The best way to detect a signal of PDO event is by determining the index of PDO which is defined as the leading principal component of North Pacific monthly sea surface temperature variability from an un-rotated empirical orthogonal function analysis [http://jisao.washington.edu/pdo/]. The index is measured poleward of 20 degrees north latitude and very useful to describe the climate variation attributed to the Pacific Decadal Oscillation [Mantua et al 1997, Zhang et al 1997]. The most commonly PDO index is developed by Mantua [ftp://ftp.atmos.washington.edu/mantua/], but there are other PDO indexes developed from outside North America such as PDO index introduced by Evans et al [2000] and Linsley et al [2000] which are interesting because they substantiate a robust PDO to tropical and southern hemisphere climate  [Evan et al 2000] .

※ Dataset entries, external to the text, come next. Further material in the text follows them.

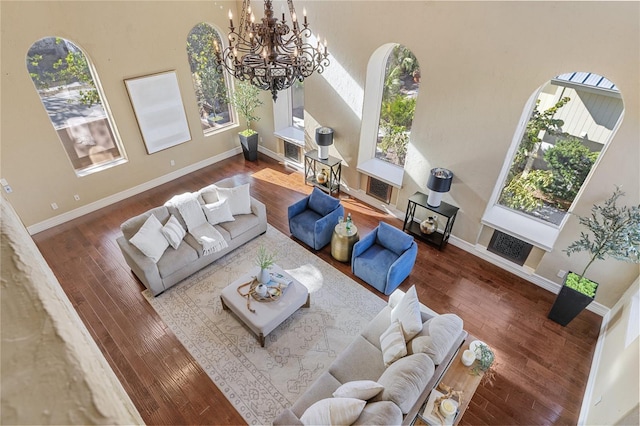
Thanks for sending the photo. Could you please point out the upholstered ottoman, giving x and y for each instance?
(263, 317)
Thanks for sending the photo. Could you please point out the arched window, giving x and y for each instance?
(69, 90)
(567, 125)
(210, 85)
(391, 91)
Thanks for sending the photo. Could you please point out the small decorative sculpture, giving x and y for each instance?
(429, 225)
(321, 177)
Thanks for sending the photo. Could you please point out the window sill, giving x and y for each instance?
(384, 171)
(292, 135)
(519, 225)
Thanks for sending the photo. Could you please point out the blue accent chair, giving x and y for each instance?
(384, 257)
(312, 219)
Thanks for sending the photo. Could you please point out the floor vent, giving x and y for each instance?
(378, 189)
(292, 151)
(509, 247)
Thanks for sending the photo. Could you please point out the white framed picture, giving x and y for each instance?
(159, 110)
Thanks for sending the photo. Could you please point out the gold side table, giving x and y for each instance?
(342, 241)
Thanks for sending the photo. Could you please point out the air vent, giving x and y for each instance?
(509, 247)
(378, 189)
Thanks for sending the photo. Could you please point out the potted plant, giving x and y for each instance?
(245, 100)
(265, 260)
(615, 233)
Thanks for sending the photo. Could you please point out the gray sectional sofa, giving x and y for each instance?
(407, 382)
(177, 264)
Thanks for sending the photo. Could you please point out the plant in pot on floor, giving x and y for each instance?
(615, 233)
(246, 99)
(265, 260)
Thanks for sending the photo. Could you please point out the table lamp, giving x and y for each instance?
(324, 139)
(439, 182)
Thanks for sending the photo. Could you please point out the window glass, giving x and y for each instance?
(399, 94)
(210, 84)
(64, 79)
(573, 119)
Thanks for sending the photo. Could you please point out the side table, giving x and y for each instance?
(441, 236)
(342, 241)
(313, 163)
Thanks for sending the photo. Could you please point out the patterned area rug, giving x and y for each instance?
(258, 381)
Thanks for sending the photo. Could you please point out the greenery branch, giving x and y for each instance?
(264, 258)
(245, 100)
(615, 233)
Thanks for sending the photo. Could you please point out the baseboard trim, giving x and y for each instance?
(595, 362)
(104, 202)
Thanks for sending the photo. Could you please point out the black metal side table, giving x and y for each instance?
(440, 237)
(313, 163)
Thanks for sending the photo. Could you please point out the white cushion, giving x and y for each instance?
(173, 232)
(239, 198)
(392, 344)
(333, 411)
(360, 389)
(408, 313)
(149, 239)
(218, 212)
(209, 194)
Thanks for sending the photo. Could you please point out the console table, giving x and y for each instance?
(440, 237)
(313, 163)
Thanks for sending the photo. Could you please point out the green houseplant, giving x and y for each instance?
(614, 232)
(246, 100)
(265, 260)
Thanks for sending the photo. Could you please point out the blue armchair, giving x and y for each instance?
(313, 218)
(384, 257)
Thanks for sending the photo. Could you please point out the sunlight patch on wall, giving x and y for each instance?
(342, 83)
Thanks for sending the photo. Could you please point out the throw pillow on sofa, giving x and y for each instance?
(359, 389)
(150, 240)
(218, 212)
(407, 311)
(239, 198)
(208, 194)
(173, 232)
(333, 411)
(405, 380)
(392, 344)
(437, 336)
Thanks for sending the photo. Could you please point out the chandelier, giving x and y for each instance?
(271, 55)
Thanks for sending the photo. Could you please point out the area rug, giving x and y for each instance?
(260, 382)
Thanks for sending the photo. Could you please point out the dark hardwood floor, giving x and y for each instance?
(541, 369)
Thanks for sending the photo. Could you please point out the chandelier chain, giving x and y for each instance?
(271, 54)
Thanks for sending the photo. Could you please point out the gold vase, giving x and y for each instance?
(429, 225)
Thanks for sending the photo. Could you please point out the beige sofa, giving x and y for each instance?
(407, 382)
(177, 264)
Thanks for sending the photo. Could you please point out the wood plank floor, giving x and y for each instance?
(541, 370)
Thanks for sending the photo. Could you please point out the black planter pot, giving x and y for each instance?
(249, 146)
(569, 303)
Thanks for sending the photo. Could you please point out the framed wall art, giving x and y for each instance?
(159, 110)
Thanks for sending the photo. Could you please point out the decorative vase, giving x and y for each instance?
(468, 357)
(264, 277)
(261, 290)
(321, 177)
(429, 225)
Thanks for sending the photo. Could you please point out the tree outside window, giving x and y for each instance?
(573, 119)
(211, 88)
(65, 82)
(400, 91)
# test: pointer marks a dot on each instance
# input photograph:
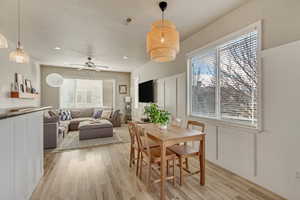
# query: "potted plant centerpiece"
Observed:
(158, 116)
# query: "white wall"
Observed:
(7, 74)
(50, 96)
(270, 158)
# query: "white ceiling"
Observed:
(96, 27)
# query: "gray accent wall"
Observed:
(8, 69)
(50, 95)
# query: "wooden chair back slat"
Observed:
(191, 124)
(142, 139)
(199, 125)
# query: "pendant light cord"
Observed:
(19, 23)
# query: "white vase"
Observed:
(163, 126)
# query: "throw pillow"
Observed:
(106, 114)
(97, 114)
(65, 115)
(52, 113)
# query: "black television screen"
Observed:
(146, 92)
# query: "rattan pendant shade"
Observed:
(163, 41)
(3, 42)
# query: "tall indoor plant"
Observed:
(157, 116)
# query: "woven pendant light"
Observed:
(3, 42)
(19, 55)
(163, 40)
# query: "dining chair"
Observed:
(152, 157)
(186, 151)
(133, 144)
(134, 147)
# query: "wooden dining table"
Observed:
(171, 136)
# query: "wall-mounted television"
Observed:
(146, 92)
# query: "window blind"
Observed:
(204, 79)
(224, 81)
(238, 79)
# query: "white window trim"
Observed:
(259, 128)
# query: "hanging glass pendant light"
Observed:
(163, 40)
(19, 55)
(3, 42)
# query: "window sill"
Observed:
(226, 124)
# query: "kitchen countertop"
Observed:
(8, 113)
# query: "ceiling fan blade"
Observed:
(102, 66)
(78, 65)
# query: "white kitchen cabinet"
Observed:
(6, 161)
(21, 155)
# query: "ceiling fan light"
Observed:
(3, 42)
(19, 56)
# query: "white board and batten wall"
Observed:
(21, 155)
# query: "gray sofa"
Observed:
(55, 129)
(86, 114)
(52, 134)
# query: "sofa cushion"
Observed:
(74, 123)
(53, 113)
(82, 112)
(98, 124)
(97, 114)
(106, 114)
(65, 115)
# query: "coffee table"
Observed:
(95, 129)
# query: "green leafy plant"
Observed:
(157, 115)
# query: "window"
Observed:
(136, 93)
(78, 93)
(224, 80)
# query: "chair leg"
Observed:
(130, 157)
(168, 165)
(149, 175)
(133, 156)
(180, 170)
(141, 165)
(187, 163)
(173, 172)
(138, 163)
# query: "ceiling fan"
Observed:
(90, 65)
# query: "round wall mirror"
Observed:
(54, 80)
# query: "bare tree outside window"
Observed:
(224, 81)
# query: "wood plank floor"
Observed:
(103, 173)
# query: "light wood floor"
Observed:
(103, 173)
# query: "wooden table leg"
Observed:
(202, 161)
(162, 171)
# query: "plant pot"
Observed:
(163, 126)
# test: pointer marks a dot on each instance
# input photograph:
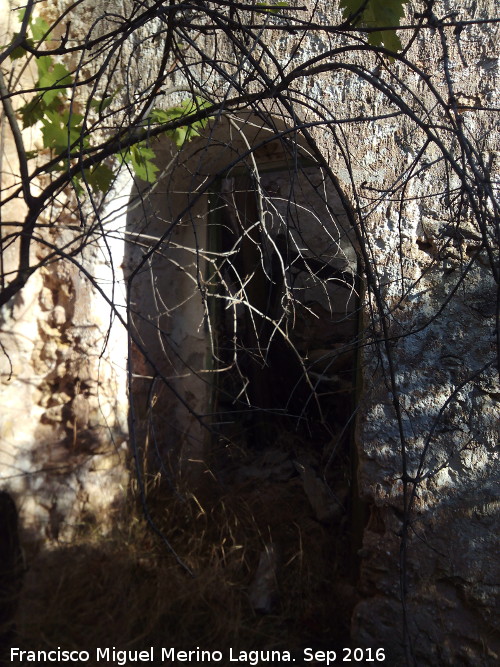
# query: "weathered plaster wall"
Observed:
(451, 428)
(63, 398)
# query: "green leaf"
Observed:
(101, 104)
(51, 75)
(60, 130)
(185, 132)
(140, 157)
(377, 13)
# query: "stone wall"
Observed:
(428, 397)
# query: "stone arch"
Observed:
(243, 290)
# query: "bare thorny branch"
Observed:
(248, 76)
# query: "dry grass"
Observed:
(126, 590)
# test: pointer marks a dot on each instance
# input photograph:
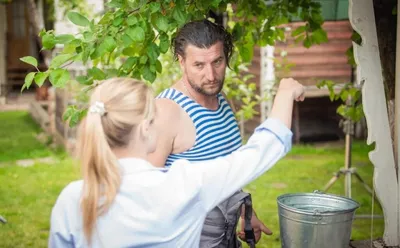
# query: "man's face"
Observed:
(205, 68)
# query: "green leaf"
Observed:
(88, 36)
(107, 17)
(60, 60)
(179, 16)
(160, 22)
(153, 52)
(143, 59)
(115, 4)
(148, 74)
(96, 73)
(246, 52)
(164, 43)
(126, 39)
(69, 112)
(59, 77)
(130, 51)
(48, 41)
(136, 34)
(307, 42)
(107, 45)
(153, 68)
(129, 63)
(40, 77)
(86, 53)
(154, 7)
(28, 80)
(29, 60)
(64, 38)
(158, 66)
(84, 80)
(74, 119)
(78, 19)
(132, 20)
(118, 21)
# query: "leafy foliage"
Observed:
(130, 36)
(350, 95)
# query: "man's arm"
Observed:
(166, 123)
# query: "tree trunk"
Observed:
(38, 25)
(386, 27)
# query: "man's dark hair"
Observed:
(202, 34)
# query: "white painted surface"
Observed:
(267, 80)
(362, 18)
(3, 30)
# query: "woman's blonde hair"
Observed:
(126, 103)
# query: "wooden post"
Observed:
(397, 114)
(3, 65)
(369, 69)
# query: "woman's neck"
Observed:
(128, 152)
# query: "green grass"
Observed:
(309, 168)
(28, 194)
(17, 137)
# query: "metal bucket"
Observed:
(315, 220)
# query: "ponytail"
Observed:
(120, 105)
(100, 171)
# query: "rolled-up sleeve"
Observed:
(221, 177)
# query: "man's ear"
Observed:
(181, 61)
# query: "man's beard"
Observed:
(202, 91)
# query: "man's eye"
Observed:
(218, 62)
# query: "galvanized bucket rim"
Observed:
(320, 194)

The research that was conducted by Mantua and Hare 2002, assertively explained some impacts emerging by strengthening and weakening of PDO event. The existence of PDO event affects the surface climate anomaly in some regions, for example the warm phase of PDO coincide with anomalously dry period in eastern Australia, Korea, Japan, Interior Alaska and in a zonally elongated belt from Pacific Northwest to northern South America; warm PDO phases also tend to coincide with anomalously with wet periods in southwest US, Mexico, southeast brazil, south central South America and western Australia ; the PDO ‘event’ is also broadly affected temperature from northwestern North America to Northwestern Australia  [Mantua et al 2002, Willmott and Robeson 1995]. Mantua et al [2002] also noted that PDO ‘event’ has widespread impacts on natural system, including water resources in the Americas and many marine fisheries in North Pacific. In other words, the decadal variation of these shift phases of PDO ‘event’ has influenced the large-scale spatiotemporal patterns of large-scale wildfires occurrence in Northern American and also in the other areas geographically affected by this phenomenon [Nairn-Birch 2008]. A study of PDO researched by Faqih et al [2008] showed that PDO and IPO are linked to low-frequency of rainfall variability in the Austral- Indonesian region through regulating regional SST patterns . He indicated that there was a significant relationship between interdecadal SST anomaly and rainfall variability.

~ by sandrolubis on August 13, 2011.